I'm a vegetarian so I'm already grossed out by handling the stuff :afraid:...I don't want to have go around scooping up pieces of organs all over my apartment.


----------



## 4Paws (Dec 11, 2010)

Soleil said:


> Ever since I got Charlie, he'll get his food, take it somewhere else, drop it, and eat it. I was reading a few other threads where other people's dogs do this...but how do I stop it??
> 
> I've recently started feeding him homemade food (fed up with the constant upset stomach), which includes pieces of chicken and chicken liver. (Blech!) He'll take those pieces of chicken and eat them on my carpet, which I think is disgusting! He'll leave tiny pieces there and I have to clean up after him. I've tried keeping him enclosed in the kitchen so that he can't go anywhere, but instead he just sits there and looks at me sadly. I always give him his treats in the kitchen too, so that he can know that's where I want him to eat.
> 
> I'm a vegetarian so I'm already grossed out by handling the stuff :afraid:...I don't want to have go around scooping up pieces of organs all over my apartment.


I was having this issue with Polo. I think he picked out his pieces and ate them elsewhere because the breeder was letting the dogs free feed aka leaving food out all the time. Also, he wasn't eating it all at once, he would graze and that's just not good for dogs. I needed him to get on a schedule so I got some really yummy canned food with no grains and have started to mix his kibble with the canned food so he can't resist it and eats the whole thing at once without taking it out of the dish and leaving pieces everywhere. 

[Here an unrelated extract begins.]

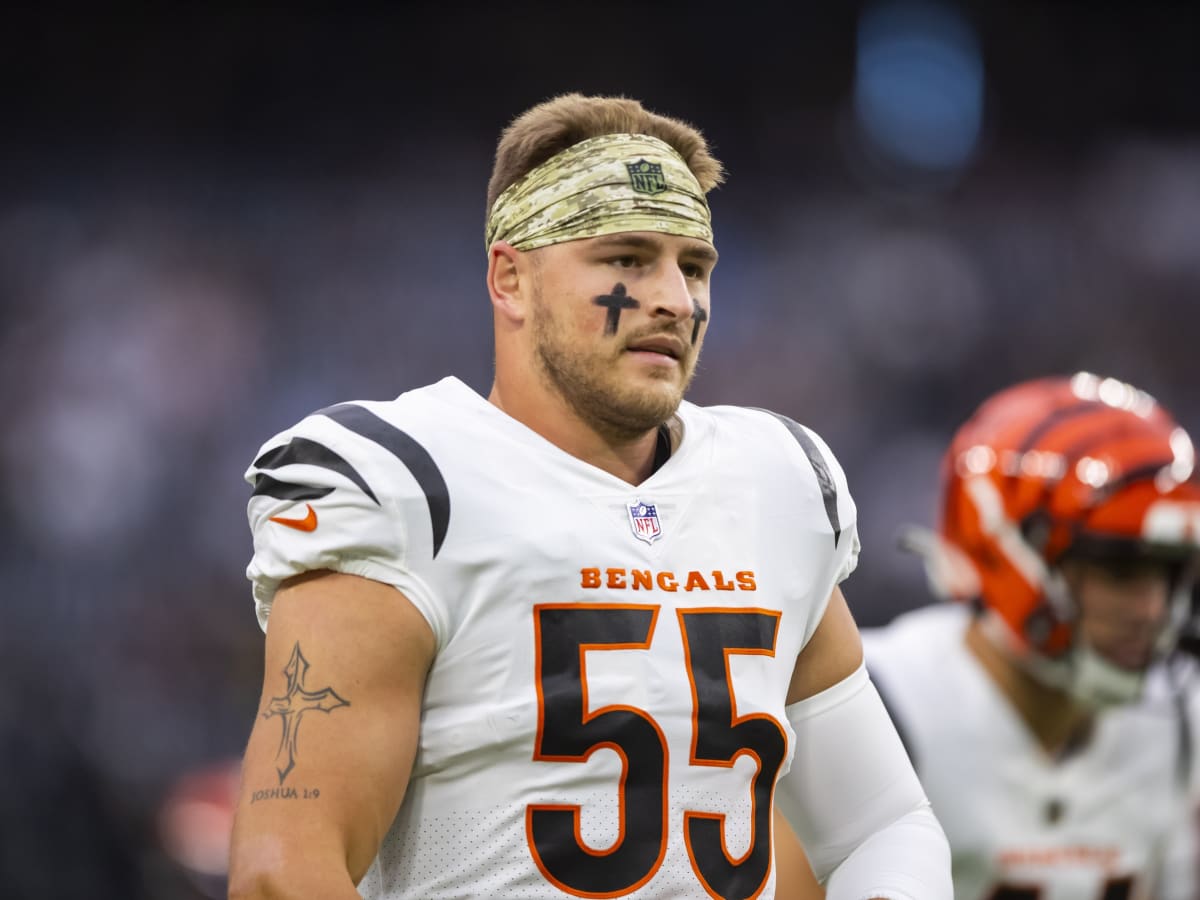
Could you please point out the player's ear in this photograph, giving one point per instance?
(508, 281)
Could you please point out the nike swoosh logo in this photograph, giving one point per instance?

I've also noticed that if I give him something like a baby carrot when he's not excited about it, he'll crunch it into a million pieces and leave it on the carpet for later. I think (at least, with him) that the key is to make sure he really really wants it before giving to him.


----------



## fjm (Jun 4, 2010)

Sophy also prefers eating on carpet - she used to carry her kibble through from the kitchen a few pieces at a time. I have several very cheap fleece throws that I spread over the rug, and feed her on those. If she took bits off, I put them back, with a gentle "Keep it on the blanket, please". They will now eat raw, and keep it on the blanket - which can be chucked in the washing machine after a few uses.


----------